Bauerschmitz Leonard, Agaimy Abbas, Eckstein Markus, Balk Matthias, Iro Heinrich, Schleder Stephan, Schlaffer Sven-Martin, Gostian Antoniu-Oreste
Universitätsklinikum Erlangen, Hals-Nasen-Ohren-Klinik, Kopf- und Halschirurgie, Erlangen, Germany.
Universitätsklinikum Erlangen, Pathologisches Institut, Erlangen, Germany.
Eur Arch Otorhinolaryngol. 2025 Feb;282(2):1111-1117. doi: 10.1007/s00405-024-09024-x. Epub 2024 Oct 15.
A 53 year old female presented with a six-year history of right-sided slow deterioration in hearing and a feeling of pressure in the right ear. The patient had not experienced any pain but reported some paresthesia of the right half of the tongue, whereas no further other cranial nerve deficits were evident. The otoscopy was unremarkable as well as the rest of the clinical ENT examination except for a slight asymptomatic swelling of the right cheek. Imaging findings showed an expansive tumor infiltrating and destroying the right lateral skull base. The tumor was partially composed of cystic/regressive lesions with high contrast media uptake. The tumor had high-signal intensity with water-sensitive sequences (T2w) and was hypointense on T1w images. We performed a tumor resection via a transparotideal-infratemporal approach. Histologically, the tumor was composed of granular variably calcified chondroid matrix with extensive regressive changes and granulation-like tissue reaction associated with calcinosis and crystal deposition. Molecular analysis of the tumor via the TruSight- RNA-Fusion panel detected a fusion involving FN1::FGFR2, consistent with "calcified chondroid mesenchymal neoplasm" (CCMN), a rare tumor entity recently defined by Liu et al 2021. In regular follow-up care no residual tumor has been detected in imaging studies (MRI and CT) within 2 years and 4 months.
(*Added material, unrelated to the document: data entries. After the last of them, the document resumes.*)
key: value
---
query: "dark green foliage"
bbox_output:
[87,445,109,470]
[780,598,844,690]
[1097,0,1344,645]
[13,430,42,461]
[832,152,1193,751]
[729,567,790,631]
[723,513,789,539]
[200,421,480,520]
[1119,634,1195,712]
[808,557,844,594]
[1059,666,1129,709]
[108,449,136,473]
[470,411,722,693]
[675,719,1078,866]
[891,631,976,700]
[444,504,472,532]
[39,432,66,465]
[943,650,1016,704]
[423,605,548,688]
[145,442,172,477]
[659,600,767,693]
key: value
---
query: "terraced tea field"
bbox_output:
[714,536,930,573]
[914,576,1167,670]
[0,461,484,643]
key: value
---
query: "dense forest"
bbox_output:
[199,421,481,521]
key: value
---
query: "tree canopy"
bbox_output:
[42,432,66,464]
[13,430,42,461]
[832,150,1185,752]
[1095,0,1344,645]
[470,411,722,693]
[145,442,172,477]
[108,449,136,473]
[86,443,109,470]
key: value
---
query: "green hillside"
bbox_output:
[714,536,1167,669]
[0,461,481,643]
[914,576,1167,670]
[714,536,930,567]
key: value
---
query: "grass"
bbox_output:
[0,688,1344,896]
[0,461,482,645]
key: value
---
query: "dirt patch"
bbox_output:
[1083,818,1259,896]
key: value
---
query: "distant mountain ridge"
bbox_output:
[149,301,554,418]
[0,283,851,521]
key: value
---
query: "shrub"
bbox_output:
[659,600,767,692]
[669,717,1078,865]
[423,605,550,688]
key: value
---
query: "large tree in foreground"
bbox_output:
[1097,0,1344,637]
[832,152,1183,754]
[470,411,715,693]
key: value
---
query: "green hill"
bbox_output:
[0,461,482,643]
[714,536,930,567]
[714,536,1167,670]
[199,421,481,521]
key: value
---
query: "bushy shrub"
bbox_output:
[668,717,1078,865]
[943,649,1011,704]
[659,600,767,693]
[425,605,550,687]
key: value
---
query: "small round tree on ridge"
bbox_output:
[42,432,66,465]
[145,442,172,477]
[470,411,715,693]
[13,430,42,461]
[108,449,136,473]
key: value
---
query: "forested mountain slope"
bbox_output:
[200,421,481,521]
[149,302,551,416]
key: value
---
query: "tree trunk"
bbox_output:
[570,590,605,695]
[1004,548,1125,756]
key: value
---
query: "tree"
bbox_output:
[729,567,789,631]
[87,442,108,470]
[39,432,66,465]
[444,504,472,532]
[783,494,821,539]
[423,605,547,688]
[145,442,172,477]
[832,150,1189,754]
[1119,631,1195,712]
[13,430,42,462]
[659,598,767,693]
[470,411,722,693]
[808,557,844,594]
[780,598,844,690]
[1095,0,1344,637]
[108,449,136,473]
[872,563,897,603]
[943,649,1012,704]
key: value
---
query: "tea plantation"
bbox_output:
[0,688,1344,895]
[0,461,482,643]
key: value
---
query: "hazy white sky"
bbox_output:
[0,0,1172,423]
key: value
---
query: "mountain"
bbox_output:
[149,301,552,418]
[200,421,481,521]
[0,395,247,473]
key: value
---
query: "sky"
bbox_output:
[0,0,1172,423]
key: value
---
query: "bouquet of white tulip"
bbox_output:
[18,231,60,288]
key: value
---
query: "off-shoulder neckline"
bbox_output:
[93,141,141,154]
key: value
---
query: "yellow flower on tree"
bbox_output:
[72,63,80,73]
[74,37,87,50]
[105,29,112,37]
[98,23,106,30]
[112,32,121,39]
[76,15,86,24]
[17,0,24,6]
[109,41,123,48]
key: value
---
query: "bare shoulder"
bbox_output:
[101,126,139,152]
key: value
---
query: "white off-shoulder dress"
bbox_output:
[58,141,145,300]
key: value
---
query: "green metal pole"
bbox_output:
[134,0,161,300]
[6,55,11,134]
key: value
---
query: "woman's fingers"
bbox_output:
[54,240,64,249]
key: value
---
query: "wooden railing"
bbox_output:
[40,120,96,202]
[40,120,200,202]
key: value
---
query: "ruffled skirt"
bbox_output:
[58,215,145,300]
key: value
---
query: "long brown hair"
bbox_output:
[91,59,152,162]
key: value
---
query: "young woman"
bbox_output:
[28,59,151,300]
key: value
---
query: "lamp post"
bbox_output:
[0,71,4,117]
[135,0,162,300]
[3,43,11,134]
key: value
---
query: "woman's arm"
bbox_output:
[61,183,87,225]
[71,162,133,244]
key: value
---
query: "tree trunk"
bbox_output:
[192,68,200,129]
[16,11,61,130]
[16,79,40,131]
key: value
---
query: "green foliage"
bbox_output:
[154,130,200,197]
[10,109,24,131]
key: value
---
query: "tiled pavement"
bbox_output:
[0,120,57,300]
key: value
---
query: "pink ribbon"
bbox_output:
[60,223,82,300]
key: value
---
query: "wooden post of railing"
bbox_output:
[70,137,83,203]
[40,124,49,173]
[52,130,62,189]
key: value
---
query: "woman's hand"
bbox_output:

The biology and consequently the radio sensitivity cannot be defined precisely since long term results are missing due to the first description of this entity in 2021. As a consequence, surgical resection is recommended as the treatment of choice. Thorough clinical and radiological follow-up is mandatory as local recurrences are to be expected due to the infiltrative behavior. In case of a loco regional recurrence the fusion with FGFR2 may represent a therapeutic option for a targeted therapy on molecular level.
一名53岁女性,有六年右侧听力缓慢减退及右耳压迫感病史。患者未经历任何疼痛,但报告右侧舌部有一些感觉异常,而无其他明显的脑神经功能缺损。耳镜检查无异常,除右脸颊有轻微无症状肿胀外,其余耳鼻喉科临床检查也无异常。影像学检查发现一个膨胀性肿瘤,浸润并破坏右侧颅底。肿瘤部分由具有高造影剂摄取的囊性/退行性病变组成。该肿瘤在水敏感序列(T2加权)上呈高信号强度,在T1加权图像上呈低信号强度。我们通过经颞骨-颞下途径进行了肿瘤切除术。组织学上,肿瘤由颗粒状、可变钙化的软骨样基质组成,伴有广泛的退行性改变以及与钙质沉着和晶体沉积相关的肉芽样组织反应。通过TruSight-RNA-Fusion检测板对肿瘤进行分子分析,发现了一种涉及FN1::FGFR2的融合,符合“钙化软骨样间叶性肿瘤”(CCMN),这是Liu等人在2021年最近定义的一种罕见肿瘤实体。在定期随访中,在2年4个月内的影像学检查(MRI和CT)中未发现残留肿瘤。由于该实体在2021年首次被描述,缺乏长期结果,因此无法精确界定其生物学特性及放射敏感性。因此,建议手术切除作为首选治疗方法。由于肿瘤具有浸润性,预计会出现局部复发,因此必须进行全面的临床和放射学随访。如果出现局部区域复发,与FGFR2的融合可能代表分子水平靶向治疗的一种选择。